Published Oct. 24 in the The British Journal of Sports Medicine, the new research found that the current recommendation of getting 150 minutes a week of moderate to rigorous physical activity can counteract the harm to your body from sitting for prolonged periods, the study’s lead author, Edvard Sagelv, a researcher at The Arctic University of Norway, told NBC News via email.

“This is the beautiful part: We are talking about activities that make you breathe a little bit heavier, like brisk walking, or gardening or walking up a hill,” he said. “Only 20 minutes of this a day is enough, meaning, a small stroll of 10 minutes twice a day — like jumping off the bus one stop before your actual destination to work and then when taking the bus back home, jumping off one stop before.”

The data came from almost 12,000 people ages 50 and older who wore movement-detection devices for 10 hours a day for four days and were tracked for at least two years. The researchers found that sitting for more than 12 hours a day versus eight hours increased risk of death by 38% — but this only applied to people who got less than 22 minutes of moderate to rigorous activity a day. They also found that the more people exercised, the more the risk of death decreased.

What about lower intensity activity?
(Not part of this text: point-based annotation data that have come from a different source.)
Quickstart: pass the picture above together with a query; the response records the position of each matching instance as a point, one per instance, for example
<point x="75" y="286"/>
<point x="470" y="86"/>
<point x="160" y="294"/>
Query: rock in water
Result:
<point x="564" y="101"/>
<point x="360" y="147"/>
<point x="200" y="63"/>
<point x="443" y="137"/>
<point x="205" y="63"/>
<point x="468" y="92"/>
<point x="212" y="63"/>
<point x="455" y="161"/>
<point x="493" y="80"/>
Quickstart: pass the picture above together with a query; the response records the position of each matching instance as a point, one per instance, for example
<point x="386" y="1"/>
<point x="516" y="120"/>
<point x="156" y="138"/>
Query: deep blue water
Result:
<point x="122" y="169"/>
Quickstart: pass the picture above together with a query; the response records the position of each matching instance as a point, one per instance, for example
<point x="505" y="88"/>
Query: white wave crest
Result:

This only benefitted people who spent 12 or more hours a day sitting.

Previous research also shows the benefits of “exercise snacks.” Another study published in The British Journal of Sports Medicine suggests that 30 to 40 minutes a day of moderate-to-vigorous activity mostly counteracts the damage done by lots of time sitting and, better yet, that the exercise can be done in short spurts.
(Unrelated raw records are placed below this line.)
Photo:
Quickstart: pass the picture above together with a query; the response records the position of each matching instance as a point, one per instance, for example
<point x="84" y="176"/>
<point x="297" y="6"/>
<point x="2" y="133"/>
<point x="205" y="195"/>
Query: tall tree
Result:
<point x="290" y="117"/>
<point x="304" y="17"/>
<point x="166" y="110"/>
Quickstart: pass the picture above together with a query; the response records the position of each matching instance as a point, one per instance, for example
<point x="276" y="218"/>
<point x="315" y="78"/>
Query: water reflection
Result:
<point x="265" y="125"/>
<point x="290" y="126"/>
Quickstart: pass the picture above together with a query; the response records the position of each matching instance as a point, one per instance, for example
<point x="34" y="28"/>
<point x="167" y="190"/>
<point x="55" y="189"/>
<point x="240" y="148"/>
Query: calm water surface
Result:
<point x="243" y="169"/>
“Physical activity of at least moderate intensity, equivalent to the current recommendations from the World Health Organization (150 to 300 minutes of activity of at least moderate intensity per week for adults), seems to attenuate the risk of death associated with high sedentary time,” said the study’s lead author, Ulf Ekelund, a professor in the department of Sport Medicine at the Norwegian School of Sport Sciences in Oslo.

“It is possible to split up the activity to as short as 1-minute bouts,” Ekelund said in an email. “We examined accumulated time in minutes in light, moderate and vigorous intensity, which effectively means that ‘every single minute counts.’ The newly released (WHO) guidelines suggest that you can accumulate physical activity in small bouts (such as taking the stairs) throughout the day.”

The study examined how various amounts of exercise and sitting interacted with one another. The researchers totaled all the minutes during the day that were shown to be active and sedentary by the accelerometers. It also found that you can undo the damage of sitting.

“We observed that those who were most active did not have a statistically increased risk of death regardless of high sitting time compared with the group with the highest MVPA (moderate-to-vigorous physical activity) and lowest sedentary time,” Ekelund said. “Those in the middle group (11 minutes per day) had no increased risk of death if they belonged to the least sedentary (about 8.5 hours per day).”

It’s important to remember that sitting time includes not only time in the office but during the rest of the day, as well.

Sports medicine expert Matthew Darnell, Ph.D., is intrigued by the idea of short bouts of activity adding up to the recommended amounts.

“I really like that term (exercise snacks),” Darnell said. “It could be as simple as going for a walk around the block two times a day. Those little exercise snacks add up over time.”

However experts stress that you shouldn’t assume these studies mean you can sit all day except for a 22 minute walk and not have any negative health effects. Talk to your doctor or a trainer about the right amount of exercise for you based on your daily routine.